I quickly realized that I knew next to nothing about making and working with sound in the browser. I taught myself about synths, envelopes, frequencies, octaves, amplitudes, and more. Remembering that the music peeps on the floor like Tone.js, I found some starter sketches on The Code of Music to help me with that library—thank you, Luisa!
Though I very much enjoy technical challenges, working with musical terminology and coding specific to this area took longer than I expected.
Currently my sketch can:
Receive words through an input field, count those words, and print the quantity in the console. Eventually this amount will pass into a function to emit the same number of tones.
Until then, a mouse press triggers three tones at random frequencies, each of a different duration, in order, and do not loop.
…but only after the first press, and then I hear nothing. However, I can see evidence in console that the function is executing properly.

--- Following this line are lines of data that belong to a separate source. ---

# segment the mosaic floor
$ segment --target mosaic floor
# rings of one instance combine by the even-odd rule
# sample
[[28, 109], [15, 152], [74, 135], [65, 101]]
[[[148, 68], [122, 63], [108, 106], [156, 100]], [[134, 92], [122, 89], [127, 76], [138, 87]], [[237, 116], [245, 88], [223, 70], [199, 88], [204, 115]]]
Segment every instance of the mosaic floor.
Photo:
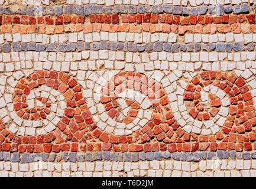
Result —
[[0, 177], [256, 177], [256, 1], [0, 4]]

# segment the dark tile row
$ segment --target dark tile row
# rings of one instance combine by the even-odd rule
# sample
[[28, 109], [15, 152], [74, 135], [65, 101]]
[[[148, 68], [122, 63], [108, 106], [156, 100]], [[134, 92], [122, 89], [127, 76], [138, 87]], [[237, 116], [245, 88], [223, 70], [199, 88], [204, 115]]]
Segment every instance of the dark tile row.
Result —
[[0, 161], [12, 162], [30, 163], [36, 161], [60, 162], [92, 162], [95, 161], [111, 161], [137, 162], [138, 161], [151, 161], [173, 159], [182, 161], [198, 162], [205, 159], [238, 159], [249, 160], [256, 159], [256, 152], [237, 152], [235, 151], [217, 151], [216, 152], [62, 152], [57, 154], [30, 154], [20, 155], [18, 152], [0, 152]]
[[187, 8], [186, 6], [173, 6], [172, 5], [114, 5], [104, 6], [102, 5], [57, 5], [56, 6], [21, 6], [17, 11], [11, 11], [9, 6], [0, 6], [0, 14], [23, 14], [31, 16], [40, 15], [61, 15], [62, 14], [76, 14], [79, 15], [89, 15], [90, 14], [114, 13], [120, 14], [163, 14], [168, 13], [183, 15], [205, 15], [206, 13], [222, 15], [224, 14], [235, 14], [248, 13], [249, 6], [248, 4], [232, 5], [203, 5], [197, 7]]
[[83, 50], [98, 51], [100, 50], [109, 50], [113, 51], [124, 51], [129, 52], [148, 52], [166, 51], [178, 53], [183, 52], [199, 52], [216, 51], [231, 53], [254, 51], [255, 44], [254, 43], [245, 44], [243, 43], [190, 43], [178, 44], [163, 42], [154, 43], [146, 43], [138, 44], [134, 43], [110, 43], [105, 41], [93, 43], [79, 42], [69, 44], [43, 44], [36, 43], [5, 43], [0, 46], [0, 52], [9, 53], [12, 50], [14, 51], [47, 51], [47, 52], [79, 52]]

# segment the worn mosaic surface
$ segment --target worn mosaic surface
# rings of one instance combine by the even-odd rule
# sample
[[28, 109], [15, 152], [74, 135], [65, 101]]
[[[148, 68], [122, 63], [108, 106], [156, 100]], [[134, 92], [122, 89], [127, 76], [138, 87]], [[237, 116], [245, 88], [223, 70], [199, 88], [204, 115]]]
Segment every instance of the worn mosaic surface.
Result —
[[256, 177], [253, 0], [0, 0], [0, 177]]

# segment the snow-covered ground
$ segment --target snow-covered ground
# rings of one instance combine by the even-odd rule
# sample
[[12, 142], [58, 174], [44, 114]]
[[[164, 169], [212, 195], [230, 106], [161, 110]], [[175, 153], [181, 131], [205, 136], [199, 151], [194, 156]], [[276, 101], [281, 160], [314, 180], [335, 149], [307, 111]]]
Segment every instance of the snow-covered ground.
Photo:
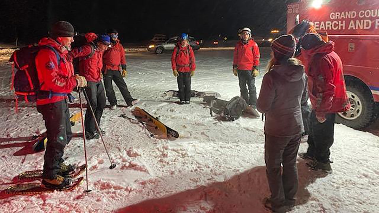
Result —
[[[262, 49], [261, 70], [269, 59]], [[229, 100], [239, 95], [232, 72], [233, 52], [195, 52], [196, 72], [192, 88], [215, 91]], [[111, 158], [100, 140], [88, 141], [89, 187], [73, 191], [0, 198], [1, 212], [251, 213], [266, 212], [263, 199], [269, 194], [264, 159], [264, 123], [241, 117], [218, 121], [199, 99], [180, 105], [162, 97], [177, 89], [169, 54], [127, 55], [126, 82], [138, 106], [177, 130], [176, 140], [149, 136], [141, 125], [118, 116], [132, 116], [130, 109], [105, 109], [101, 125]], [[10, 66], [0, 65], [0, 190], [20, 172], [41, 169], [43, 152], [28, 153], [32, 135], [45, 131], [41, 114], [25, 105], [16, 114], [9, 91]], [[257, 79], [259, 91], [262, 75]], [[125, 105], [115, 87], [118, 103]], [[77, 97], [77, 94], [76, 94]], [[72, 108], [71, 113], [78, 111]], [[73, 128], [80, 133], [80, 124]], [[300, 152], [305, 151], [306, 143]], [[298, 159], [298, 205], [292, 212], [379, 212], [378, 138], [370, 133], [336, 125], [331, 149], [332, 174], [309, 170]], [[83, 141], [73, 138], [64, 157], [84, 162]]]

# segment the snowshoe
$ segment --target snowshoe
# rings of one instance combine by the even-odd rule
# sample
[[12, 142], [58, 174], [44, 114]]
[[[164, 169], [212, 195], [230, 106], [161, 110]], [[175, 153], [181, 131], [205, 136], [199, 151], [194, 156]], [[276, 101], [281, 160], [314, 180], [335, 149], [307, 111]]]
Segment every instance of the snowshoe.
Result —
[[69, 187], [73, 183], [72, 179], [59, 175], [57, 175], [53, 179], [44, 179], [42, 180], [43, 186], [48, 189], [64, 189]]
[[81, 177], [75, 180], [72, 180], [70, 184], [67, 184], [64, 187], [57, 187], [56, 188], [46, 188], [42, 183], [16, 184], [9, 186], [1, 192], [4, 192], [8, 194], [36, 194], [53, 192], [56, 190], [71, 191], [78, 186], [83, 179], [83, 177]]

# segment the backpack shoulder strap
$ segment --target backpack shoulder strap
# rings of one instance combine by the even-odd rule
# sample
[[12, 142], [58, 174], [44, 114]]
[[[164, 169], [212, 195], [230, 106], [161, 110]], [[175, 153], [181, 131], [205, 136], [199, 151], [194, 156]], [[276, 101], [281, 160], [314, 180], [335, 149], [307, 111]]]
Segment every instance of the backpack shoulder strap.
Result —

Best guess right now is that I need to use objects and that with a class I can create a new Audio Context upon every mouse press (or eventually when new words are submitted). I need to spend some time learning more about the Web Audio API and talk with music people.
Most important, here are the questions that this process raised for me:
Um, do I really want to work with material and methods with which I’ve had very little experience so far (natural language processing and sound)?
How will participants know that the sounds are from their texts? They need immediate feedback from their actions to care. I found a video interview with Werthein in which he describes the development Samba Surdo project. He noted that people with sight wanted to see where the sound was originating.
It’s one thing to generate random sounds from words, but if it’s always random, then there is no meaning in the sonic translation. What if for each new word the associated random generated sound was saved and a participant constructs a new audible language—an abstract sound lexicon—exploring and learning as they go?
Does each new participant have their own “animal” sounds? I suppose I can represent this by placing users in different frequency ranges for now.
What if participants build a new audible language together?
What if the language is already coded for them, and participants need to figure out their words’ sounds?
Right now, my program recognizes a “word” as surrounded by spaces. What’s to keep folks from typing in gibberish? What if they use emojis?
Speaking to the above research, are sounds somehow related to the meaning of words? If so, how do I make that clear and understandable to participants? And again, what about gibberish submissions?
In general, what’s the story arc of the experience?
How might participants hold conversations if they are unsure how others’ texts are translated? How might I offer expressive possibilities with sound to convey intent and/or meaning?
Finish this chatroom prototype! Visit Luisa in office hours for assistance and her advice on moving forward on a sound-related project (scheduled).